7. When no auditor is appointed or re-appointed at the AGM
[Section 139(10)]
The existing auditor shall continue to
be the auditor of the company. However, in case of non-ratification of
auditor’s appointment by the members of the company at any AGM (pursuant to the
first proviso to Section 139(1)), the Board of Directors shall appoint another
auditor after following the procedure laid down under the Act.
What has changed :
Under
Section 224(3) of the Companies Act,
1956, the Central Government was given the power to appoint an auditor when no auditor was appointed or re-appointed at the AGM. This power of
Central Government has been done away with under the Companies Act, 2013.
8. Appointment of
Auditor by Central Government [First proviso to Section 140(5)]
Where
the Central Government makes an application to the Tribunal for removal of an
auditor who has, whether directly or indirectly, acted in a fraudulent manner
or abetted or colluded in any fraud and the Tribunal is satisfied that any
change of the auditor is required, then the Central Government may appoint
another auditor in his place.
II. Removal of Auditor
under the Companies Act 2013 (Section 140)
9. Removal of
auditor from his office before the expiry of his term [Section 140(1)]
·
By whom: An auditor may be
removed from this office before the expiry of his term only by shareholders’
approval by way of special resolution with the previous approval
of the Central Government. An application in Form ADT-2 shall be made to the Central Government within 30 days
from the date of passing of Board resolution and within 60 days of receipt of
Central Government approval, the special resolution must be passed in the general
meeting.
·
Requirement of special notice: Under Section 225(4)
of the Companies Act, 1956, a special notice was mandatorily required for
removal of auditor before the expiry of his office term. However, the Companies Act, 2013 does not
speak about any special notice for removal of auditor before his term expiry.
According to the author’s
understanding, under the new Act, an auditor may be removed from his office before
the expiry of term without special notice at the prerogative of the company’s
Board of Directors where the auditor must be given an opportunity of being
heard. In case, the removal of auditor is being sought by the company’s
members, then the requirement of special notice must be satisfied in accordance
with Section 115 of the Companies Act, 2013 and the procedure in case of a
special notice must be followed.
What has changed: (i)
An
ordinary resolution was sufficient under the Companies Act, 1965 for removal of
an auditor before the expiry of his term. But now the Companies Act, 2013 has
stipulated that special resolution is necessary for such removal.

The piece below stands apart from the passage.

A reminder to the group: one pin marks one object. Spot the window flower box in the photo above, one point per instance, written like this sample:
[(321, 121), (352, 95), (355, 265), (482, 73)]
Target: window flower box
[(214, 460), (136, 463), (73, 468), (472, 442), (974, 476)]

(ii) A period of 30 days has been
specified for making application to the Central Government after the passing of
the Board resolution for removal of auditor before expiry of his term.
10. Removal of auditor who acted in fraudulent manner or
abetted or colluded in any fraud [Section 140(5)]
The Tribunal has the power to direct
the company to change its auditors on being satisfied that the auditor of a
company has, whether directly or indirectly, acted in a fraudulent manner or
abetted or colluded in any fraud by, or in relation to, the company or its
directors or officers. Such an order may be made by the Tribunal either:
(i) suo motu, or
(ii) on
an application made to it by the Central Government, or
(iii) by any person concerned.
What has changed: This provision has been newly inserted under the Companies Act,
2013 and was not there under the old Act.